Rare on Virginia sites, Beauvais stoneware has been found in the Chesapeake region at James Fort and at Jordan’s Journey sites in Prince George County. Elsewhere in North America, Beauvais stoneware is found on 16th- through 18th-century French sites, including South Carolina’s Charles Fort, Maine’s Fort Pentagoet, l’Habitation de Champlain in Quebec, and Montreal (Niellon and Moussette 1981:271, Fig. 61; Faulkner and Faulkner 1987:211; Chrestien and Dufournier 1995:91-101, Gaimster 1997a:305). Hurst et al. write that in England the type is widely distributed in small numbers, but does not appear to be found in the Low Countries due to the prevalence of Rhenish stonewares (1986:105).
Fabric: Light gray stoneware; Hurst et al. note the fabric can be indistinguishable from Siegburg (1986:105).

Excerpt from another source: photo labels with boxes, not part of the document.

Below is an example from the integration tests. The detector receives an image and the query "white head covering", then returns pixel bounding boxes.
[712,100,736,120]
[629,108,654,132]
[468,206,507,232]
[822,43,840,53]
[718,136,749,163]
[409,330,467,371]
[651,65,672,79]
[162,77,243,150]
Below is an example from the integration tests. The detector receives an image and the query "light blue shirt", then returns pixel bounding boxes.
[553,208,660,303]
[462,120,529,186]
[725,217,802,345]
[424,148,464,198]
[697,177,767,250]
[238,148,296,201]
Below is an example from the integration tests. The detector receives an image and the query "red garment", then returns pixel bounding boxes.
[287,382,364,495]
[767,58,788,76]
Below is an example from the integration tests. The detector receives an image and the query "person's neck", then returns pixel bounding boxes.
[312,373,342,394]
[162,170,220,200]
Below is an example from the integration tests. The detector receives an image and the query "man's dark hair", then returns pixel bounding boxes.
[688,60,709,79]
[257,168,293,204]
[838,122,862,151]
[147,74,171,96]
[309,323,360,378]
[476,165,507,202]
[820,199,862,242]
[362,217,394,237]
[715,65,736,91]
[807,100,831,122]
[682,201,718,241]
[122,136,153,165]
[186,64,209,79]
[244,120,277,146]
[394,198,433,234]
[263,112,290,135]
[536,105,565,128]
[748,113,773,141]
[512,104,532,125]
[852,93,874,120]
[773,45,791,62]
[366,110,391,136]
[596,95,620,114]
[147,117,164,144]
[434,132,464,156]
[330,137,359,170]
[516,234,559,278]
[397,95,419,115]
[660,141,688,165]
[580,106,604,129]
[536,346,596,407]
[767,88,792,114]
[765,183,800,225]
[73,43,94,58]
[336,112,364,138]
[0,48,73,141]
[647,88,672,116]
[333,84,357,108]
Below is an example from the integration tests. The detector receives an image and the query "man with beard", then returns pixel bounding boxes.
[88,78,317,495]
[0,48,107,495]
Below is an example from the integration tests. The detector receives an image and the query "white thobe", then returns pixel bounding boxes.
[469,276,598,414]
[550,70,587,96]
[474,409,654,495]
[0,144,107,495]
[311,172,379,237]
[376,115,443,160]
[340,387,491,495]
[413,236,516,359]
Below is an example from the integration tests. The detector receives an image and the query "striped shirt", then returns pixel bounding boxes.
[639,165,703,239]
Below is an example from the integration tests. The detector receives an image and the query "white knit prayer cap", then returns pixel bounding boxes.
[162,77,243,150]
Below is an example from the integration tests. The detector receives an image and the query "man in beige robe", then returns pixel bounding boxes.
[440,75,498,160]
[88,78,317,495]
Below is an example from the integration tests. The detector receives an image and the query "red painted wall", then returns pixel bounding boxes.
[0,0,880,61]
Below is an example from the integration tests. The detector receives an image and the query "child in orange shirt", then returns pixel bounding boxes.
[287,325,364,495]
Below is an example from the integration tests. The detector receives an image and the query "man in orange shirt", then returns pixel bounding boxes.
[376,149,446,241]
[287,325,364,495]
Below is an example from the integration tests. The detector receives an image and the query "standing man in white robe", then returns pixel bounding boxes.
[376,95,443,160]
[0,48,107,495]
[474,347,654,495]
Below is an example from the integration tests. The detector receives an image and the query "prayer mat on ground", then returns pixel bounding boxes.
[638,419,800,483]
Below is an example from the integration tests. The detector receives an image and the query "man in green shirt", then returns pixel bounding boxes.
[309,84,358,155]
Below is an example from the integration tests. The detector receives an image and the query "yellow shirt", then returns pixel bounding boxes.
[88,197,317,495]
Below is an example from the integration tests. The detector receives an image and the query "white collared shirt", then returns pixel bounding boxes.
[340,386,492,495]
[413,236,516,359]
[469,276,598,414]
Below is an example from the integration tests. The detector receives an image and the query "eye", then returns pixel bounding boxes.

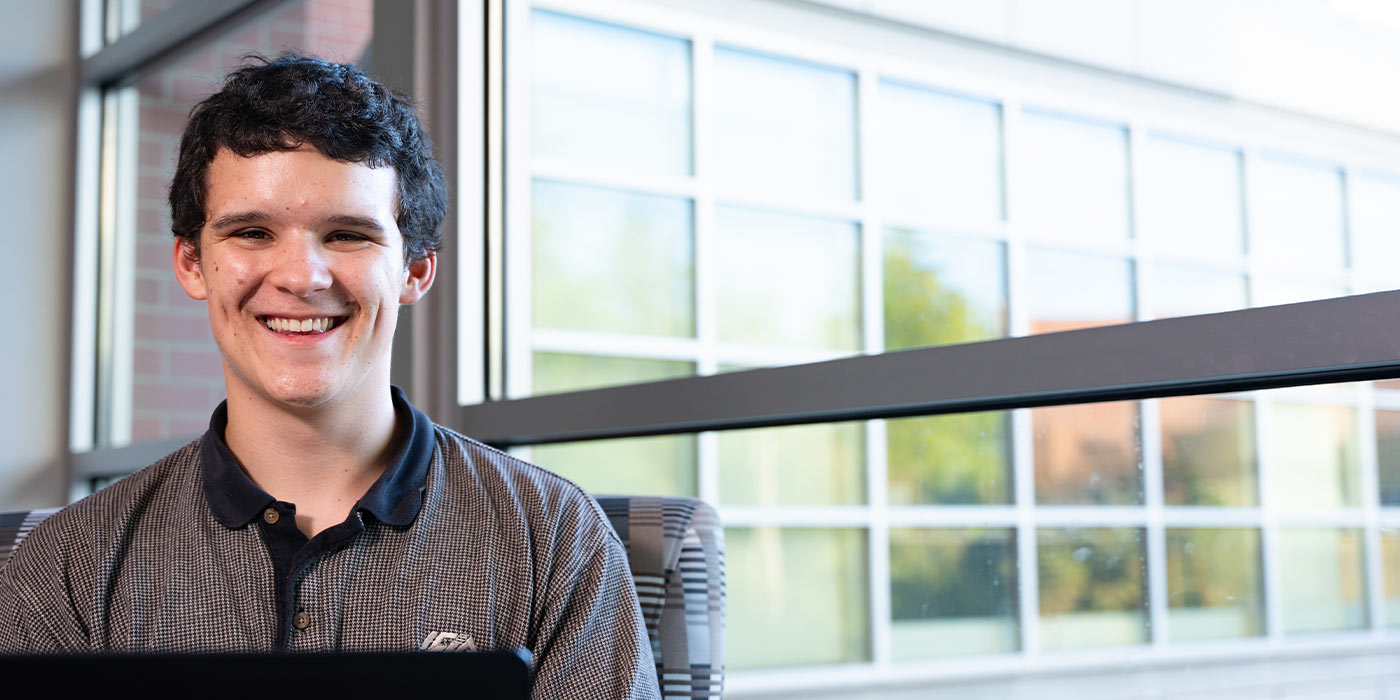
[326,231,374,249]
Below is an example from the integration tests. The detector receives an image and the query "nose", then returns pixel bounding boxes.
[267,235,330,297]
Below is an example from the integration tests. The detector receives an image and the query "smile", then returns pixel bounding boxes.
[259,316,344,333]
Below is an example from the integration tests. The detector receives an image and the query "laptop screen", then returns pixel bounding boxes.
[0,650,532,700]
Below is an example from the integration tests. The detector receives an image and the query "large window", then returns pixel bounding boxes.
[505,3,1400,689]
[76,0,1400,697]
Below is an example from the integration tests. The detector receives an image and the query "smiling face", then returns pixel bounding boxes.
[174,148,437,407]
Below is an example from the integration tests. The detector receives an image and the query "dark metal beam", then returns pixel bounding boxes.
[83,0,290,87]
[452,291,1400,445]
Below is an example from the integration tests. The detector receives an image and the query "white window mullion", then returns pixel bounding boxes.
[504,3,533,399]
[1254,398,1284,644]
[855,66,892,666]
[1011,409,1040,658]
[1357,385,1393,636]
[1141,399,1170,648]
[690,34,720,504]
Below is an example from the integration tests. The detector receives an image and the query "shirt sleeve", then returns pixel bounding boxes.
[533,525,659,700]
[0,525,90,654]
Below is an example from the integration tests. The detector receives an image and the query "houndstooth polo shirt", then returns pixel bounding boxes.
[0,389,658,700]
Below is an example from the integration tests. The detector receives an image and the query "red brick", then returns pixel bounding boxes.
[171,76,218,106]
[132,347,165,375]
[132,384,218,416]
[136,139,172,168]
[136,174,171,203]
[169,417,210,437]
[267,27,307,53]
[171,350,224,378]
[137,99,188,134]
[136,312,214,343]
[132,419,167,442]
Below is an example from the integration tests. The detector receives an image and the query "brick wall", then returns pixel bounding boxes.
[123,0,372,441]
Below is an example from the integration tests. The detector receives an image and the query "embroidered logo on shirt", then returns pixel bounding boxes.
[419,631,476,651]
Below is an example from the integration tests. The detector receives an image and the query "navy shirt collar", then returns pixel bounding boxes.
[199,386,435,528]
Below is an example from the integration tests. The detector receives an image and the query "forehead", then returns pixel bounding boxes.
[206,147,398,227]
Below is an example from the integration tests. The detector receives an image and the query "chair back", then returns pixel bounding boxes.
[0,508,59,568]
[0,496,724,699]
[596,496,724,699]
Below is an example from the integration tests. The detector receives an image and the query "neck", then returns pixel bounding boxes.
[224,379,395,538]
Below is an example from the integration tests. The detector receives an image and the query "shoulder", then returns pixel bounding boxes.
[3,440,203,603]
[434,426,620,545]
[6,438,203,570]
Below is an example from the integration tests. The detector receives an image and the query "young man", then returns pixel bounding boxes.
[0,56,657,699]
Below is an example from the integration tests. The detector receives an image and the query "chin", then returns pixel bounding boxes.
[263,378,336,409]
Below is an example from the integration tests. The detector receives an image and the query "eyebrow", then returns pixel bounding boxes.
[209,211,384,232]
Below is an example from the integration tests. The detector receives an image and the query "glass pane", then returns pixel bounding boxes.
[1030,402,1142,505]
[1250,158,1347,270]
[1158,396,1259,505]
[102,0,191,43]
[1266,403,1361,508]
[531,182,694,336]
[885,228,1007,350]
[533,353,696,393]
[1145,265,1249,318]
[529,11,690,175]
[885,412,1012,505]
[1166,528,1264,641]
[1380,528,1400,627]
[529,353,697,496]
[1026,248,1133,333]
[1138,137,1245,260]
[1376,410,1400,505]
[1347,175,1400,288]
[1036,528,1148,650]
[1250,277,1347,307]
[717,423,865,505]
[1278,528,1368,634]
[714,48,855,202]
[889,528,1021,661]
[714,207,861,350]
[874,83,1002,221]
[1009,112,1128,242]
[529,435,697,497]
[724,528,871,669]
[119,0,374,445]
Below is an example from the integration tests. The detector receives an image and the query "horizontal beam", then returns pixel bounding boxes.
[83,0,288,88]
[444,291,1400,447]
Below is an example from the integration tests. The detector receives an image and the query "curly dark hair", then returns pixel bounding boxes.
[169,53,447,262]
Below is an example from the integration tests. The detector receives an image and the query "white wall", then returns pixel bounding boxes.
[0,0,77,511]
[811,0,1400,132]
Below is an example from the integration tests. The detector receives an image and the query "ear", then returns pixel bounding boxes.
[399,252,437,304]
[171,238,209,301]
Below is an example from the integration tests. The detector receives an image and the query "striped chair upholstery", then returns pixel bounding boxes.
[596,496,724,699]
[0,496,724,699]
[0,508,59,567]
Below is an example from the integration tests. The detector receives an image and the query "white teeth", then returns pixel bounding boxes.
[263,316,336,333]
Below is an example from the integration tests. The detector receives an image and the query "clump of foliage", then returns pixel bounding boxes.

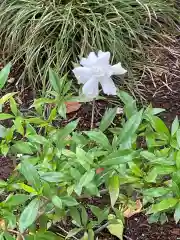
[0,65,180,240]
[0,0,178,91]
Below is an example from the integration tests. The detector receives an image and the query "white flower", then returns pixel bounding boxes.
[73,51,127,98]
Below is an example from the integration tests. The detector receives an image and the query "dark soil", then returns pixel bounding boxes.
[124,215,180,240]
[0,44,180,240]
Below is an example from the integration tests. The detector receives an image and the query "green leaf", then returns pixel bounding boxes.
[20,161,41,191]
[148,198,179,214]
[79,205,88,227]
[58,103,66,119]
[107,219,124,240]
[0,113,14,121]
[70,207,82,226]
[10,97,18,116]
[39,172,64,183]
[28,135,48,144]
[176,129,180,147]
[85,131,110,149]
[143,187,170,198]
[19,198,40,233]
[66,228,82,239]
[174,203,180,224]
[108,175,120,208]
[89,205,109,224]
[117,91,137,118]
[52,196,62,209]
[3,232,15,240]
[0,63,11,89]
[61,196,79,207]
[12,141,33,154]
[75,169,95,195]
[171,116,179,136]
[3,194,30,207]
[101,149,139,166]
[99,108,117,132]
[151,116,169,135]
[119,109,143,144]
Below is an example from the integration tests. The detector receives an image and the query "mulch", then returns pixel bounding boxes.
[0,43,180,240]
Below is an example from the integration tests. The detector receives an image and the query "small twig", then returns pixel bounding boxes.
[94,222,109,235]
[91,98,96,130]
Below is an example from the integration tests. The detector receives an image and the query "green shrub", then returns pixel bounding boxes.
[0,0,178,91]
[0,65,180,240]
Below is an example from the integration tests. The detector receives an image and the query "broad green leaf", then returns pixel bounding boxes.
[117,91,137,118]
[143,187,170,198]
[3,194,30,207]
[61,196,79,207]
[4,232,15,240]
[85,131,110,149]
[0,113,14,121]
[0,63,11,89]
[20,160,41,191]
[151,116,169,135]
[99,108,117,132]
[128,162,143,177]
[66,228,82,239]
[108,175,120,207]
[101,150,139,166]
[171,116,179,136]
[52,196,62,209]
[57,120,78,141]
[17,183,38,195]
[148,198,179,214]
[19,198,40,233]
[119,109,143,144]
[12,141,33,154]
[28,135,48,144]
[174,203,180,224]
[39,172,64,183]
[75,169,95,195]
[107,219,124,240]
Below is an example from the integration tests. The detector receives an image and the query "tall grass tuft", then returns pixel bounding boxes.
[0,0,178,89]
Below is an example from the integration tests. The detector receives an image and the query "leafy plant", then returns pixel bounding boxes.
[0,63,180,240]
[0,0,179,93]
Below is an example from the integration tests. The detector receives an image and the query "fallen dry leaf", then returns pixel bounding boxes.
[65,102,81,114]
[124,199,142,218]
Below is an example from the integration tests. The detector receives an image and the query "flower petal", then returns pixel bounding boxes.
[98,50,111,65]
[80,52,97,67]
[111,63,127,75]
[100,78,117,95]
[82,77,99,98]
[73,67,92,84]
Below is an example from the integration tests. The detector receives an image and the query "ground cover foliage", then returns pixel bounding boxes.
[0,0,179,92]
[0,64,180,240]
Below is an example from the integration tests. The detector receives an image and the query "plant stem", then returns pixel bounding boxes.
[94,222,109,235]
[91,98,96,130]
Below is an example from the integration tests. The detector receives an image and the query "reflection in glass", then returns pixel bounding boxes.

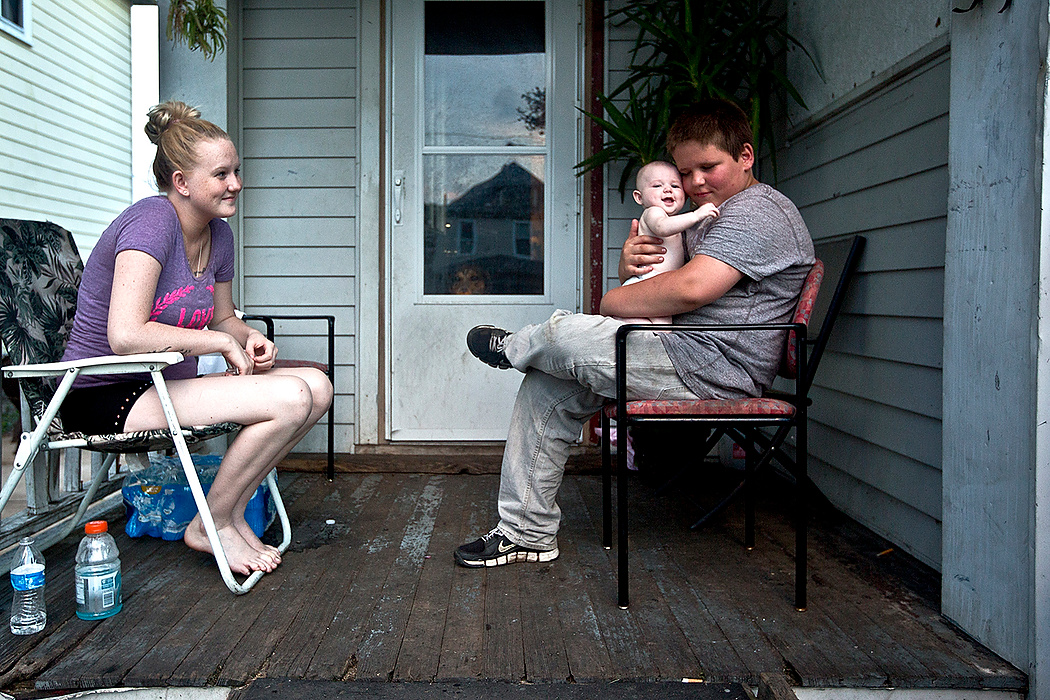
[423,155,544,295]
[423,0,546,146]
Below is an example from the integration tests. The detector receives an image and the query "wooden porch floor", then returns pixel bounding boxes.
[0,459,1027,693]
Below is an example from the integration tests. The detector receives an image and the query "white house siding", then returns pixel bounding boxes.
[605,0,948,567]
[779,0,950,569]
[0,0,131,258]
[238,0,358,452]
[778,50,948,567]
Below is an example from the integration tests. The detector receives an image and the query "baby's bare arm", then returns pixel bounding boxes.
[642,204,718,238]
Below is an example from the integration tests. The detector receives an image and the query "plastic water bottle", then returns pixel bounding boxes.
[11,537,47,634]
[76,521,124,620]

The dense, hard fabrics of examples from James Fort are light to dark gray, and contain numerous black dots and lines.
Glaze: Beauvais stoneware is usually unglazed, but sometimes it bears a reddish-brown ash-glaze. Glazed and unglazed Beauvais sherds bear a strong resemblance to Siegburg stoneware (Hurst et al. 1986:105). On one of the Virginia examples, the exterior glaze consists of patches staining the surface a reddish brown, without adding gloss or covering the surface texture. The James Fort examples bear an iron oxide wash on their exteriors; one is ash-glazed on the exterior. Their exterior surfaces vary from dull grayish-brown to a glossy reddish-brown with dark brown flecks.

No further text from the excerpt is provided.